In one of the new applications filed on Friday, a non-profit Catholic TV station in Alabama, the Eternal Word Television Network, told the Court that it would like the same kind of order in its case. Its case is pending in the U.S. Court of Appeals for the Eleventh Circuit, but the station’s lawyers said they would be asking the Supreme Court soon to take on the case without waiting for the court of appeals to rule.
That application was filed with Justice Thomas, who handles emergency requests for legal orders in the geographic region that is the Eleventh Circuit.
The second application was filed by the Catholic Diocese of Cheyenne, Wyoming, along with Catholic Charities of Wyoming, St. Joseph’s Children’s Home, St. Anthony Tri-Parish Catholic School, and Wyoming Caholic College. They, too, object to taking any steps to obey the birth-control mandate, and note that they face heavy penalties beginning Tuesday if they are not protected.
That plea was filed with Justice Sotomayor, who handles such requests in the geographic region that is the Tenth Circuit.
Beyond birth control, there are countless other areas where a broadly expansive ruling on the RFRA’s application to this situation would have a big impact. In the employer-employee context, it would theoretically mean that an employer would have the basis to deny coverage for other medical conditions or procedures if they can put forward a credible religious objection to the same. Outside of that relationship, such a ruling would have an obvious impact on the issues that have arisen in recent years surrounding same-sex marriage and the question of whether certain businesses — such as wedding photographers and bakers — should have a right to refuse to provide service to same-sex wedding ceremonies notwithstanding any applicable law banning discrimination based on sexual orientation. Depending on how broadly the Court rules tomorrow, there would seem to me to be a strong argument in favor of such vendors being able to exempt themselves from generally applicable laws such as anti-discrimination laws. Indeed, in anticipation of this decision several states have already made moves to strenthen their own versions of the RFRA to give protection to businesses in these types of situations. In those states, obviously, it wouldn’t matter what the Supreme Court decides.

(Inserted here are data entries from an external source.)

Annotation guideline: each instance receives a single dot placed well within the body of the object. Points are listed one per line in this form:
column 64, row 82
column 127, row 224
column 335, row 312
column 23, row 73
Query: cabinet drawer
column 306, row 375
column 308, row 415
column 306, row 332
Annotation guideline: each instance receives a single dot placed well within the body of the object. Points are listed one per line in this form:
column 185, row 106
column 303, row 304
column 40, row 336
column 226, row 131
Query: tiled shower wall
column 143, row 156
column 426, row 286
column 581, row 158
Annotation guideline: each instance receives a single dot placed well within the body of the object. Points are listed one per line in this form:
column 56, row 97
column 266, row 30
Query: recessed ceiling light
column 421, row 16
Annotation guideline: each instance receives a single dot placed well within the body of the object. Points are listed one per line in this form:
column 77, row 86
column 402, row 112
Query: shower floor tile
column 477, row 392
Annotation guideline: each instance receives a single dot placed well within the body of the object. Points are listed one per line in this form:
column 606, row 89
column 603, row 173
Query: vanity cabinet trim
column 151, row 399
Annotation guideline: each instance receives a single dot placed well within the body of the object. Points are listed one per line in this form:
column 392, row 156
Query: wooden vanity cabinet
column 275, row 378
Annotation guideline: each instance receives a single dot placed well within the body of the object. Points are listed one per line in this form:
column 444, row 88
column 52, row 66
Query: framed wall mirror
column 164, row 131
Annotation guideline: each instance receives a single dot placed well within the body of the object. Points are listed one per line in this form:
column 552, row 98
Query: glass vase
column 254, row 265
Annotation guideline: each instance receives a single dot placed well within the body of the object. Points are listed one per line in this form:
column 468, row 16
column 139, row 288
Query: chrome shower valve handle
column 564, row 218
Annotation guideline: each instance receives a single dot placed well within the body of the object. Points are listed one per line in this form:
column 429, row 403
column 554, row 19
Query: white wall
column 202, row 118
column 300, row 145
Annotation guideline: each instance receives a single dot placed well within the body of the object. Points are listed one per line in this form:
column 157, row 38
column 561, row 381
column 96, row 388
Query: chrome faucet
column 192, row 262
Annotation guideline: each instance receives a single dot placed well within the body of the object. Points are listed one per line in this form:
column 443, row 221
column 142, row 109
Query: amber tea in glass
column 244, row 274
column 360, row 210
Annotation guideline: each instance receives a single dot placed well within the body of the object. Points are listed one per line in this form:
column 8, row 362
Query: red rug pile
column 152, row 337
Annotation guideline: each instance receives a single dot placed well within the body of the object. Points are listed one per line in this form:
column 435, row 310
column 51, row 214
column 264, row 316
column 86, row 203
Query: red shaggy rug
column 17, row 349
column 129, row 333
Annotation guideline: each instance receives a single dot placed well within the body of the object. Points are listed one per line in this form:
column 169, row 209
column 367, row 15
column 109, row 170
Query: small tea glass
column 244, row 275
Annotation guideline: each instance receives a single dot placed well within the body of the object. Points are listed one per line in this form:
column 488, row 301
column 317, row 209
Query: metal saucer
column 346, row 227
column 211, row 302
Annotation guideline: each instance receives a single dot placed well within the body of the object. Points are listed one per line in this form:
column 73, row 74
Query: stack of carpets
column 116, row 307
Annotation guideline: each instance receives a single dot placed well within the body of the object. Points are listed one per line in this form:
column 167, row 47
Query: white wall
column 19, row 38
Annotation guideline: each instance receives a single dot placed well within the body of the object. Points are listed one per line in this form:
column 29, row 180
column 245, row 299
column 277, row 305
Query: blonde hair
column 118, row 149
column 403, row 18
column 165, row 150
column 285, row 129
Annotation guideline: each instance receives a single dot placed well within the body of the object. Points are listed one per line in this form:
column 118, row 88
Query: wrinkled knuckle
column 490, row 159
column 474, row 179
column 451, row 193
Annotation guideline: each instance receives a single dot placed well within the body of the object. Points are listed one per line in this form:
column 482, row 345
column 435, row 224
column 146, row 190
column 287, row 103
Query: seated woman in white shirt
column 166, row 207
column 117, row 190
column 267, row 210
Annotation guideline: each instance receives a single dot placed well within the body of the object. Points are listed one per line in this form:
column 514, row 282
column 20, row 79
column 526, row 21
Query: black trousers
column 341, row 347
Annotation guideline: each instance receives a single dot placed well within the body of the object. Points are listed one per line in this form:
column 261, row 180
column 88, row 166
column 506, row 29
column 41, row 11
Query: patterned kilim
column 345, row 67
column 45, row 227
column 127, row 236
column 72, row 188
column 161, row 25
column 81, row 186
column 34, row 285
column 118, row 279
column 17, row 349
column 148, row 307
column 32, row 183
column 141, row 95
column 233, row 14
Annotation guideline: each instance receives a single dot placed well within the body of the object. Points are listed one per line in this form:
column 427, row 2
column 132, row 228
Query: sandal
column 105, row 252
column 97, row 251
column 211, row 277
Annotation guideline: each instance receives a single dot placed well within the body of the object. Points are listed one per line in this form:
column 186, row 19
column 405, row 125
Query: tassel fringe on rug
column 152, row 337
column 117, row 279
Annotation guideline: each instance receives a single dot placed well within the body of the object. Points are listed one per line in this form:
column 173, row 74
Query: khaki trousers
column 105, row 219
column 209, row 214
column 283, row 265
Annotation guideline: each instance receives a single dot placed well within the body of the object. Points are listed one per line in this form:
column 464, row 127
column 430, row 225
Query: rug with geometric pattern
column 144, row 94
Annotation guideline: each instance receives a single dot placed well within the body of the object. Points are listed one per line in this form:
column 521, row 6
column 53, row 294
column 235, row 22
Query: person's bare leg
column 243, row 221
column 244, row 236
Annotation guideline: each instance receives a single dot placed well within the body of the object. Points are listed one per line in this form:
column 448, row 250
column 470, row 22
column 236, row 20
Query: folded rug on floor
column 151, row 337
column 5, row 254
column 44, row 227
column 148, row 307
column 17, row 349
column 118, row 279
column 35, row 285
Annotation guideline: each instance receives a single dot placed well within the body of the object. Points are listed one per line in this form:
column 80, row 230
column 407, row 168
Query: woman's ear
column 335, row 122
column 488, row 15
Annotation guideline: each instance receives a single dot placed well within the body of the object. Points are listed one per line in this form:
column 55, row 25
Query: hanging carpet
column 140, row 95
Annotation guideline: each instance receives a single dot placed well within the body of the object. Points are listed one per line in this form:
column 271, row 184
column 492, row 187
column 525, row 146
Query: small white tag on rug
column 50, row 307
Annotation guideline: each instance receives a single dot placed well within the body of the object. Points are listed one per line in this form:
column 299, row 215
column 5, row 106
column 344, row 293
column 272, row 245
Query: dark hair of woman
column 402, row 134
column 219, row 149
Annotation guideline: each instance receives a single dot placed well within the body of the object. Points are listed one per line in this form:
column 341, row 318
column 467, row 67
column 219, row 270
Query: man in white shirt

Everything will have to wait until tomorrow, of course, but as things stand I would expect that we’ll get a decision that grants Hobby Lobby and ConIestoga the exemptions that they are claiming under the law. What happens after that is an entirely different question.
Note: I discussed the legal issues at stake in these cases in greater detail in a post that was written after the appeals were granted by the Supreme Court.
1 The style of both cases changed to reflect the fact that Sylvia Burwell is now the Secretary of the Department of Health and Human Services.